Table 2 Detected Pfam domains correlated to common postsynthetic modifications.¶
Postsynthetic modification	Pfam ID	Description	Correlation
Glyco	PF00908.16	dTDP-4-dehydrorhamnose 3,5-epimerase	0.67
Glyco	PF01370.20	NAD dependent epimerase/dehydratase family	0.64
Glyco	PF03559.13	NDP-hexose 2,3-dehydratase	0.61
Glyco	PF00201.17	UDP-glucoronosyl and UDP-glucosyl transferase	0.59
Glyco	PF03033.19	Glycosyltransferase family 28 N-terminal domain	0.56
Glyco	PF01041.16	DegT/DnrJ/EryC1/StrS aminotransferase family	0.52
Glyco	PF08421.10	Putative zinc binding domain	0.47
Glyco	PF16363.4	GDP-mannose 4,6 dehydratase	0.44
Glyco	PF04101.15	Glycosyltransferase family 28 C-terminal domain	0.28
Glyco	PF01075.16	Glycosyltransferase family 9 (heptosyltransferase)	0.21
Glyco	PF00728.21	Glycosyl hydrolase family 20, catalytic domain	0.18
Glyco	PF02838.14	Glycosyl hydrolase family 20, domain 2	0.18
Glyco	PF01915.21	Glycosyl hydrolase family 3 C-terminal domain	0.13
Glyco	PF00933.20	Glycosyl hydrolase family 3 N terminal domain	0.13
Glyco	PF14885.5	Hypothetical glycosyl hydrolase family 15	0.1
Cl	PF04820.13	Tryptophan halogenase	0.66
Cl	PF00999.20	Sodium/hydrogen exchanger family	0.51
Sphingo	PF12680.6	SnoaL-like domain	0.61
Sphingo	PF00890.23	FAD binding domain	0.54
SS	PF07992.13	Pyridine nucleotide-disulphide oxidoreductase	0.46
NO2	PF01678.18	Diaminopimelate epimerase	0.67
6-Ring	PF16197.4	Ketoacyl-synthetase C-terminal extension	0.53
6-Ring	PF02801.21	Beta-ketoacyl synthase, C-terminal domain	0.52
6-Ring	PF08990.10	Erythronolide synthase docking	0.51
6-Ring	PF00743.18	Flavin-binding monooxygenase-like	0.46
6-Ring	PF13377.5	Periplasmic binding protein-like domain	0.23
6-Ring	PF13191.5	AAA ATPase domain	0.23
5-Ring	PF12680.6	SnoaL-like domain	0.56
5-Ring	PF00890.23	FAD binding domain	0.53
5-Ring	PF01551.21	Peptidase family M23	0.46
5-Ring	PF08990.10	Erythronolide synthase docking	0.45
5-Ring	PF00486.27	Transcriptional regulatory protein, C terminal	0.26
5-Ring	PF16197.4	Ketoacyl-synthetase C-terminal extension	0.26
5-Ring	PF00109.25	Beta-ketoacyl synthase, N-terminal domain	0.25

Based on the detected domains the postsynthetic modifications are predicted using regression models. The predicted numbers of postsynthetic modifications are shown together with the predicted scaffold as shown in Fig. 11.

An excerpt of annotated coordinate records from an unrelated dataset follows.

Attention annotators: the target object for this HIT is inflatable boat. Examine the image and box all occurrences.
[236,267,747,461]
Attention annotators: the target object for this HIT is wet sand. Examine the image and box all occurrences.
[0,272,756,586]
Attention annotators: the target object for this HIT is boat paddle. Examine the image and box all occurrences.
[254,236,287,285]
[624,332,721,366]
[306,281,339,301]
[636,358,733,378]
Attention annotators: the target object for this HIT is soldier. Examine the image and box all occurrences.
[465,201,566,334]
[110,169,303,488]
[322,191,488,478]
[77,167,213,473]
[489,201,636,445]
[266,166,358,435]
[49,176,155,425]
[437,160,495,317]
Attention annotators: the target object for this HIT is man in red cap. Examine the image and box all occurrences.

Fig. 11 Example of an PK scaffold prediction with indicated halogen (Cl) postsynthetic modification.

Scaffold generation¶

The scaffolds are generated by joining of each building block of a gene cluster. If the modules of a cluster cannot be joined multiple blocks are generated (see Example Fig. 12). The database screening queries all blocks in the target molecules (see Example Fig. 13). The example is taken from BGC0000317. The multiple blocks scaffoled scoring algorithm is further described in Combined score ranking.

Fig. 12 Two blocks predicted for one cluster.

Fig. 13 Both blocks are screened in each of the target compounds.